前立腺がんとは
前立腺がんは、前立腺 (外腺) に発生する男性だけのがんで、加齢とともにその発症率が上昇します。男性が罹患するがんとしては、胃がん・肺がん・大腸がんを抑えてがんのなかで一番多いものです。40代で発症することはまれですが、80代の方は半数に前立腺がんがあるという考え方が一般的です。早期発見ができれば多くの方は前立腺がんが原因となって命を落とすことが少なくなっているがんです。注意としては父親や兄弟に前立腺がんに罹った方がいる場合は前立腺がんになりやすいことです。
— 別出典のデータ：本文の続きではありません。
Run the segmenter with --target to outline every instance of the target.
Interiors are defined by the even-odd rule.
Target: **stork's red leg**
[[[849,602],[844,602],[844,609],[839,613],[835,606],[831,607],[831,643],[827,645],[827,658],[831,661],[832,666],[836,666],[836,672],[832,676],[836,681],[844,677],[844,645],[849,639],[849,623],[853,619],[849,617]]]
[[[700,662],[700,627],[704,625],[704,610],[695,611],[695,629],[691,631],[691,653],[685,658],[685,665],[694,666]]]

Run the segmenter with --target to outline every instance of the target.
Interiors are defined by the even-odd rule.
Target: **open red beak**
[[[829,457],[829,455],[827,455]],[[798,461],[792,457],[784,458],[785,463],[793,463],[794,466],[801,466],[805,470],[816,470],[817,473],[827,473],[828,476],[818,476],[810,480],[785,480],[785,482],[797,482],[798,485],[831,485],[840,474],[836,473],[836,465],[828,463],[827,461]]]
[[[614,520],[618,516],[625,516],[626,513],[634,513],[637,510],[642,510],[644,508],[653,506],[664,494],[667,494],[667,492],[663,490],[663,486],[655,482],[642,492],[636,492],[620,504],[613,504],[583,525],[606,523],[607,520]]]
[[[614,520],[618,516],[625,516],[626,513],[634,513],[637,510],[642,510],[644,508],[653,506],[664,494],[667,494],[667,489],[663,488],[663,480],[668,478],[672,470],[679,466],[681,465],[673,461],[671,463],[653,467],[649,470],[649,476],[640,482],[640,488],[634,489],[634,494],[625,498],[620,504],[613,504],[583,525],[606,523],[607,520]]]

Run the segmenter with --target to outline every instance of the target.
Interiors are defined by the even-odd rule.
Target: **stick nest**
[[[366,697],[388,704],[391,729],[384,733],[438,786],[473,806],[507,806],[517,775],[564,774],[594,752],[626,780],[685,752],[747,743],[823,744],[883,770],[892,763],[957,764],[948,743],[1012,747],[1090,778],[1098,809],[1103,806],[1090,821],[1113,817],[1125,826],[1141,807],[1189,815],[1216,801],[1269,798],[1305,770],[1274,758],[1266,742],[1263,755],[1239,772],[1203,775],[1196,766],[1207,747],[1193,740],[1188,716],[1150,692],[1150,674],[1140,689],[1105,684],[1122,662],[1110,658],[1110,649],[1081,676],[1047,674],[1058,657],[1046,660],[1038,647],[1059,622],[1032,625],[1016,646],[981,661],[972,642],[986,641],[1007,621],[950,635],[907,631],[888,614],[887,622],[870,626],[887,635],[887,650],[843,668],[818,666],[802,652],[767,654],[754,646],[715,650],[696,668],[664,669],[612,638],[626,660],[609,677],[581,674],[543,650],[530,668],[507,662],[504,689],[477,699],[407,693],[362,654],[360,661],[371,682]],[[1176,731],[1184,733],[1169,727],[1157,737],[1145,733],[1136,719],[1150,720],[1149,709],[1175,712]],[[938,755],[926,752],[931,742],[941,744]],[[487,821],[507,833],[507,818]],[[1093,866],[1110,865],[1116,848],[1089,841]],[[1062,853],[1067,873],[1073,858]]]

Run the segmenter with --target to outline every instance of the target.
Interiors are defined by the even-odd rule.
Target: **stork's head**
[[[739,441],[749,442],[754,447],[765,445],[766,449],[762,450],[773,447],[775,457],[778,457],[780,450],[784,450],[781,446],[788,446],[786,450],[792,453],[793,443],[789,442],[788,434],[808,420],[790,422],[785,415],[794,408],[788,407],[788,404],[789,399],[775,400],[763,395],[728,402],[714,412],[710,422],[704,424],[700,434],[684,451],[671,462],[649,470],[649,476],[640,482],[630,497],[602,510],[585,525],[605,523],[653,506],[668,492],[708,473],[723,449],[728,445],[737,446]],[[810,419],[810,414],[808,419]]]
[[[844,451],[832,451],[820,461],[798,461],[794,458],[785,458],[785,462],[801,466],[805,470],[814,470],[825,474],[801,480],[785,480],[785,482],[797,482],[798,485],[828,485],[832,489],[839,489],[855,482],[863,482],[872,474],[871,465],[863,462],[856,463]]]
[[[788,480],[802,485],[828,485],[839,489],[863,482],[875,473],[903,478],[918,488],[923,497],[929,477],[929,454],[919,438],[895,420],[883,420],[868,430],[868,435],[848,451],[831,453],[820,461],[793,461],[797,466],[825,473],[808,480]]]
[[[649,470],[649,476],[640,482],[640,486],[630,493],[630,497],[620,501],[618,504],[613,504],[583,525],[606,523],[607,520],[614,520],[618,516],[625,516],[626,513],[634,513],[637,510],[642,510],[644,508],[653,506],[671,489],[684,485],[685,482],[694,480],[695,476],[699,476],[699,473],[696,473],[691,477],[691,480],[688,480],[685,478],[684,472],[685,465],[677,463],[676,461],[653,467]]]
前立腺がんは比較的進行がゆるやかで、男性ホルモンががんの増殖を促していると考えられています。男性ホルモンの作用を薬で抑えるだけでも、ほとんどの前立腺がんは良好にがんを抑えることが可能になっています。
症状
一般的には無症状で、検診や人間ドックなどでPSA検査をきっかけとして見つかる場合が多く見られます。また、前立腺肥大症の治療に際して行われるPSA検査やエコー検査で見つかる場合もあります。
症状が出るとしたら、前立腺肥大症と大変似ています。尿の勢いが悪い、切れが悪い、残尿感などの排尿障害等があり、この症状だけでは良性、悪性の区別はできません。しかし、がんが進むと血尿が合わられたり骨転移に伴う腰痛などで見つかる場合もあります。逆にいえば症状だけでは見つかりにくいのが前立腺がんの特徴とも言えます。
原因
欧米型の食生活の普及により増加してる傾向があり、食事が原因の一つと考えられています。乳製品などの高脂肪の食事が前立腺がんのリスクを高めるとの説もありますが明確にはなっていません。加齢とともに発生率が上昇することは明らかになっているので、現在で男性が発症するがんでトップになっているとも考えられます。繰り返しになりますが、父親あるいは兄弟が前立腺がんであると前立腺がんのリスクは高まることが知られています。
診断と検査
前立腺がんの診断で有用なのは「PSA (前立腺特異抗原) 」と呼ばれる腫瘍マーカーで、これが高い値を示す場合、高頻度に前立腺がんが発見されます。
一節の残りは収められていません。